SuisseLe paiement par carte sur internet toujours surtaxé
Alors que la Comco a obtenu que les achats payés par carte de crédit ou au comptant soient facturés au même tarif, l'équité n'est toujours pas appliquée.

Image d'illustration.
De nombreux commerces en ligne prélèvent encore des taxes additionnelles lorsque le consommateur paie par carte de crédit. Une pratique pourtant censée être abolie depuis début août, mais que Visa Europe et MasterCard tardent à sanctionner.
La Commission de la concurrence (Comco) a conclu un accord fin 2014 avec les entreprises qui délivrent les cartes de crédit pour faire baisser la commission d'interchange, frais généralement répercutés sur le consommateur. D'abord facturés à la banque du commerçant et supportés par celui-ci, ils sont ensuite souvent apposés au prix de vente des produits.
Depuis début août, cette commission est passée de 0,95% à 0,7%, un niveau assez bas pour qu'un paiement comptant ou par carte ne présente plus de différence pour les commerçants. Une seconde étape, en août 2017, prévoit de l'abaisser encore, à 0,44%. La COMCO estime que ceux-ci devraient économiser entre 50 et 60 millions de francs par année, grâce à cet accord.

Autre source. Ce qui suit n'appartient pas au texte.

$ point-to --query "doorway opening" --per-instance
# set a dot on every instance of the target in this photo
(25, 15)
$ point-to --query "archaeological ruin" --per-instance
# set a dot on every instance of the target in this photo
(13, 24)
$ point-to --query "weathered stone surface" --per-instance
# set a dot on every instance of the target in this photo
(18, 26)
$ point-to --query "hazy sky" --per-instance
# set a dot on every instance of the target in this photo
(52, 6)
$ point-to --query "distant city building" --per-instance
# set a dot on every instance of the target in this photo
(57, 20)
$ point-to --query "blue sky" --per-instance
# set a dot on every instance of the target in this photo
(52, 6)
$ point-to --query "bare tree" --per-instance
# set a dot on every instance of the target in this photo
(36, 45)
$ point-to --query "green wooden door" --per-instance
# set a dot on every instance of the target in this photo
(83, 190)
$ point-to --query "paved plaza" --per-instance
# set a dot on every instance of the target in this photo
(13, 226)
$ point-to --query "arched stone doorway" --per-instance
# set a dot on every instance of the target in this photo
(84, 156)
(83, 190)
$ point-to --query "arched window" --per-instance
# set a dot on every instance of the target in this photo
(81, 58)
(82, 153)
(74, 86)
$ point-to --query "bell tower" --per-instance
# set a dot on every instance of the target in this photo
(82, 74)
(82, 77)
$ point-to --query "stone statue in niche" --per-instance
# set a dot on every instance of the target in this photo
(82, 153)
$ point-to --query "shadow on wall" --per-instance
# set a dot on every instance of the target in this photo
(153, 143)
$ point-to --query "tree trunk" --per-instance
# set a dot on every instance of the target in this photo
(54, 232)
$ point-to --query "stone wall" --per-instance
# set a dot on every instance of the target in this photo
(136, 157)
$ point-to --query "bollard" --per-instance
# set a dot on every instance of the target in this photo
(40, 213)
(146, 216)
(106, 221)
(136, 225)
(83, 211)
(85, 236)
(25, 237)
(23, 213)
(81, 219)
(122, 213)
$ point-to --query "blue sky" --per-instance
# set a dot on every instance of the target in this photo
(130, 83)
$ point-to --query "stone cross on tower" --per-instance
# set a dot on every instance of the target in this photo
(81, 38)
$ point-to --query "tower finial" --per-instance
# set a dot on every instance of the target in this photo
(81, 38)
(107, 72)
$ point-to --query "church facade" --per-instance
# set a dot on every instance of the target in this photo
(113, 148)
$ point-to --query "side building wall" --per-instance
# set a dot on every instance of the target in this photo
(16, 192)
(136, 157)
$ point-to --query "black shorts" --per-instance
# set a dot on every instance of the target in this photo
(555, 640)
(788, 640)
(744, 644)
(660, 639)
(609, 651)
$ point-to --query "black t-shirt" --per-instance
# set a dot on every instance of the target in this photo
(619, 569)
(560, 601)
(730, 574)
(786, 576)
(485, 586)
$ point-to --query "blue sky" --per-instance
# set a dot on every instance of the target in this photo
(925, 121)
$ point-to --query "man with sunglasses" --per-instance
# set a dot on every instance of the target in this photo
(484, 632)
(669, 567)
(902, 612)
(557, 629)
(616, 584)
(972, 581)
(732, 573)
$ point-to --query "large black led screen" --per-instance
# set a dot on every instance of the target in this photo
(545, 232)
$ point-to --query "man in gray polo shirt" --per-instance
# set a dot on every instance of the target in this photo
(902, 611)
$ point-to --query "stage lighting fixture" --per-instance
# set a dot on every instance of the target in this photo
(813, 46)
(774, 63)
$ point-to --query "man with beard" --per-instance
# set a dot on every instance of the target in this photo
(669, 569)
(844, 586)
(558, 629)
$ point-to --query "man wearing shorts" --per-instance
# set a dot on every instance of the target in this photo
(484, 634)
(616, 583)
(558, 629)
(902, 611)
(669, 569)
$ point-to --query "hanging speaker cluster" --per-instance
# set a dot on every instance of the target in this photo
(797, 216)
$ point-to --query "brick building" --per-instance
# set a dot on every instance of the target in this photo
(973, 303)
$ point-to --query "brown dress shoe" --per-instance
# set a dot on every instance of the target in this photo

En échange, les émetteurs de cartes de crédit ont obtenu la possibilité d'interdire aux commerçants de prélever des frais additionnels en cas de paiement par carte, sans que la COMCO n'interdise elle-même la pratique. Le gendarme de la concurrence espérait que ces allègements se répercuteraient sur les prix proposés aux consommateurs, ce qui n'est pas vraiment le cas.
Voyages et électronique taxés
Bien souvent encore, les plateformes de commerce en ligne continuent d'ajouter des frais en fonction du moyen de paiement choisi, comme le montre une étude faite par le comparateur en ligne comparis. L'écart entre le prix de la marchandise et le montant total du panier de commande peut sensiblement varier.
C'est le cas notamment de voyagistes en ligne, comme Kuoni, Hotelplan ou Swiss, et la pratique est aussi très répandue sur les sites de vente de spécialistes de l'électronique, comme Mediamarkt ou Digitec. La taxe est souvent de l'ordre de 2% du total. Parfois les frais sont fixes et identiques pour tout achat.
Le noeud du problème est à chercher dans le «rapport de force» que se livrent «acquirers» et commerçants, selon comparis. Les «acquirers» sont des processeurs de paiement, des entreprises qui s'occupent de recruter des commerçants pour l'acceptation de cartes de crédit et leur fournissent un système pour encaisser les sommes payées par ce biais. Ils sont un intermédiaire entre l'émetteur de la carte et le commerçant.
Bisbille autour des contrats
«Les commerçants ont peu d'intérêt à prendre à leur charge les frais engagés lors de transactions par carte de crédit, car cela réduirait leur marge», écrit comparis. Dans l'enquête faite par ce comparateur, les commerçants expliquent que leurs contrats actuels avec les «acquirers» n'interdisent pas de surcoût et qu'il incombe d'abord à ces derniers de les modifier.
Faux, rétorquent ces derniers. «Nous avons modifié nos conditions générales de vente et informé les commerçants des changements», indique à l'ats Jürg Schneider, porte-parole de SIX Payment Services. Même son de cloche du côté d'Aduno. «Nous devons nous conformer aux directives de Visa et MasterCard», relève la porte-parole Nadine Geissbühler.
Ces directives des deux sociétés américaines, qui travaillent avec des émetteurs de cartes du monde entier, interdisent justement le prélèvement de suppléments. Et depuis l'entrée en vigueur de l'accord négocié avec la COMCO, elles sont valables aussi en Suisse. Dès lors, en cas d'infraction, Visa et MasterCard ont la possibilité d'infliger des sanctions, allant de l'amende au retrait de licence.
Le dialogue avant l'amende
Rien de tel pour l'heure. Les deux firmes vont dans un premier temps se contenter d'observer les agissements des commerçants. Et en cas d'infraction, elles vont en référer à la COMCO avant de décider de sanctions, indique un expert, qui ne souhaite pas être nommé.
Visa Europe dit n'avoir aucun intérêt à infliger des amendes. «Aucune procédure n'a dû être engagée jusqu'à présent. Nous essayons de clarifier et résoudre les éventuels manquements par le dialogue», explique la porte-parole Bettina Schoch.
Mais les règles sont claires: «Les contrats doivent être modifiés par les «acquirers». Les amendes ne seront infligées qu'en dernier recours. La société MasterCard réitère elle aussi sa volonté de faire appliquer les règlements.